Good things come in small packages for Glaukos
The FDA has approved the smallest-ever medical device: the injectable form of Glaukos’s iStent. The approval has driven the company’s shares up 4% so far today – unsurprising, since Stifel analysts suggest that the injectable form could come with a 10% price bump over the initial iteration of the iStent, approved in the US in 2012. Over time, around 80% of iStent sales could move from the first iStent to the injectable form, given the better delivery profile – the original version is placed using a special inserter in a more cumbersome procedure. The device, like its predecessor, is a tiny tube placed in the eye via a needle to drain fluid and thereby reduce intraocular pressure. It is intended for use in adults with mild-to-moderate primary open-angle glaucoma who are undergoing concomitant cataract surgery. The new device will launch in the third quarter, and, crucially, looks likely to beat Ivantis’s rival Hydrus device to market.
The iStent inject. Picture courtesy of Glaukos.

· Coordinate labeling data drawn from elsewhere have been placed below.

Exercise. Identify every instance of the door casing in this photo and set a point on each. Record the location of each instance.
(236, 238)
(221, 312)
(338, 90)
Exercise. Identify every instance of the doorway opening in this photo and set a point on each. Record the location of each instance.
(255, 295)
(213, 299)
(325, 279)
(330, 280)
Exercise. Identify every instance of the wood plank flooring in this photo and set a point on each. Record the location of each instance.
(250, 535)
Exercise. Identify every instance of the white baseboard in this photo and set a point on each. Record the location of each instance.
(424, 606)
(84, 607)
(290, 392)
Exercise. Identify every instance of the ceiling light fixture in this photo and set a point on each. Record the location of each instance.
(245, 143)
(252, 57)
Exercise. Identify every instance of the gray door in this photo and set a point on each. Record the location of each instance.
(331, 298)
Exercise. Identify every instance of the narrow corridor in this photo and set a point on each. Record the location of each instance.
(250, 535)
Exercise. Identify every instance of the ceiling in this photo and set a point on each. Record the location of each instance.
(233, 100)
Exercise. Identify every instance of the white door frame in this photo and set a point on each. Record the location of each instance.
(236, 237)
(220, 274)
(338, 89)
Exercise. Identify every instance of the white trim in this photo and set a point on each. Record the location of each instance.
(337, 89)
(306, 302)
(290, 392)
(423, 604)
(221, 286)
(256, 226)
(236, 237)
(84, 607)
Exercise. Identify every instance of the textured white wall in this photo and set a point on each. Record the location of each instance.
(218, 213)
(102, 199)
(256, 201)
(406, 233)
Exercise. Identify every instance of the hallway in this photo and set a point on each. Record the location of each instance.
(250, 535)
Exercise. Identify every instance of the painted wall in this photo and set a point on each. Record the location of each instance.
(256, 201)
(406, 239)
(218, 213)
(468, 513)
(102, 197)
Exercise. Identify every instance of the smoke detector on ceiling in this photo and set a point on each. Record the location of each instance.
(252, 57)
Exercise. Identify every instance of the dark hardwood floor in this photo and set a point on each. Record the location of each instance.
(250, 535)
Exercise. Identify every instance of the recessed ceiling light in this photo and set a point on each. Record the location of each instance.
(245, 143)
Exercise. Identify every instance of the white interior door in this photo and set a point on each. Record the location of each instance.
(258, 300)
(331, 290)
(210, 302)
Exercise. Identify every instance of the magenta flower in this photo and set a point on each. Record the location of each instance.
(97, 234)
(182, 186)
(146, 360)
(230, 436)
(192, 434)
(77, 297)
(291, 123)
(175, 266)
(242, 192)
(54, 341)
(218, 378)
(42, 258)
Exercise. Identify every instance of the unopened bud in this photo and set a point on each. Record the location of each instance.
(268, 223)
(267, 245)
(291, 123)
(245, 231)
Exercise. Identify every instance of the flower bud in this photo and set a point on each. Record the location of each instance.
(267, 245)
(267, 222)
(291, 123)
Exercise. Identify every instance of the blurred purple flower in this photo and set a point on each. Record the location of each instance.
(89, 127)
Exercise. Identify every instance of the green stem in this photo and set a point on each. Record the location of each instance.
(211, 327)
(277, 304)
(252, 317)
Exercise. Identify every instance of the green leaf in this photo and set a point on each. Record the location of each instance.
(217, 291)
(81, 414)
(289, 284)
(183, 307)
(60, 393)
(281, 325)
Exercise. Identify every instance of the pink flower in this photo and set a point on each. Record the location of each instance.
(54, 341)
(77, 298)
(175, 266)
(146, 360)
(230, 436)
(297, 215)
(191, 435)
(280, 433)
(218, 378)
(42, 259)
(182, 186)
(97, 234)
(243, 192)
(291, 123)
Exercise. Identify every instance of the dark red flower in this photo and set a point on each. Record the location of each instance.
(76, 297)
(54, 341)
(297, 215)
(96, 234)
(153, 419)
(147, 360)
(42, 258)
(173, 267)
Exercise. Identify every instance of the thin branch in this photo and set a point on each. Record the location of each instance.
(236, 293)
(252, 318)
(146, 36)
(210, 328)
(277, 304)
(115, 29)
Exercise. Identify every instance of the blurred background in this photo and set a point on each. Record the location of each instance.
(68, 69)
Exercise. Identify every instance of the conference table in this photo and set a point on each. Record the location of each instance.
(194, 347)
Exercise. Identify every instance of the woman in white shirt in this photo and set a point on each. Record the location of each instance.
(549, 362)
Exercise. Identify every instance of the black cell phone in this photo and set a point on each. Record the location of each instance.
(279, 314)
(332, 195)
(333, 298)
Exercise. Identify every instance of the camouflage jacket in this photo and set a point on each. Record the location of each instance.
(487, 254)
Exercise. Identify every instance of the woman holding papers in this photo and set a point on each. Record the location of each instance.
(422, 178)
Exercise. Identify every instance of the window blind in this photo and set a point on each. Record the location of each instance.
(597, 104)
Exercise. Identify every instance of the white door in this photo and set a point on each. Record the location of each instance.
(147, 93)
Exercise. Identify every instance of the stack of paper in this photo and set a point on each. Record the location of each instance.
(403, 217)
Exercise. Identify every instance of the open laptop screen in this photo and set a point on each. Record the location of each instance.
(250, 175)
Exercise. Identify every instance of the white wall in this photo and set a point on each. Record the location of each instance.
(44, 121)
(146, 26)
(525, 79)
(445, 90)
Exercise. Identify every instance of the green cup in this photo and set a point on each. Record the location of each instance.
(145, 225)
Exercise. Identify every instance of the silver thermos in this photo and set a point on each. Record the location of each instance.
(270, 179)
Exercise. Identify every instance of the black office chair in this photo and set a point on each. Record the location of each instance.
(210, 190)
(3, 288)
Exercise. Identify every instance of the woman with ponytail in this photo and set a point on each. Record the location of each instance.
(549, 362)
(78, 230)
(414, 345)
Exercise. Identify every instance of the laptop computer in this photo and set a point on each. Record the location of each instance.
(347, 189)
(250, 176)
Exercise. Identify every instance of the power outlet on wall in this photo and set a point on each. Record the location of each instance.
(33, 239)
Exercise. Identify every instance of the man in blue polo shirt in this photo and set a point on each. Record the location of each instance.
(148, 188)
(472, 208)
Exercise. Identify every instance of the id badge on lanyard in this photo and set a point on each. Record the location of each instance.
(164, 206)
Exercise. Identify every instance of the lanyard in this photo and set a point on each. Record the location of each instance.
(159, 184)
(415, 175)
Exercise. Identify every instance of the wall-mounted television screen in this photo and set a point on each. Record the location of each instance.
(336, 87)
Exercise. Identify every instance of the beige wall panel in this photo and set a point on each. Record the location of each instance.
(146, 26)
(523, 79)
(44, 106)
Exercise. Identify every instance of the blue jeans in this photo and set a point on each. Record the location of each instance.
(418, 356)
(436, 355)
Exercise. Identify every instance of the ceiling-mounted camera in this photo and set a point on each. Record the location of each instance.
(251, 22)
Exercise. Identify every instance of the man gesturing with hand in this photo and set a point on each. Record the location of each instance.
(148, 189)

Death stalls Sophiris prostate cancer trial
It is difficult to slip news of a death into an otherwise promising clinical trial update and not see a negative response, as Sophiris Bio learned this morning. Shares in the California-based company sunk 42% this morning after it disclosed that a single patient in a phase II prostate cancer trial had died on the same day as receiving his second dose of topsalysin (PRX302). Trial investigators have now suspended all second doses of the PSA regulator, which had so far been dosed in 450 patients. In 35 patients who had undergone a biopsy after treatment with a single dose of topsalysin, 10 showed a clinical response as defined by no detectable tumour or reduction to clinical insignificance. Those data will be irrelevant, of course, if the patient death is found to be medication-related and Sophiris is forced to discontinue work. Topsalysin is being tested in patients with localised prostate cancer, for which other treatment options are surgery, radiotherapy or brachytherapy. Sophiris has no other listed pipeline projects. According to EvaluatePharma only two other PSA regulators are known to be in development – G-114 and G-115, preclinical assets of Inspyr Therapeutics.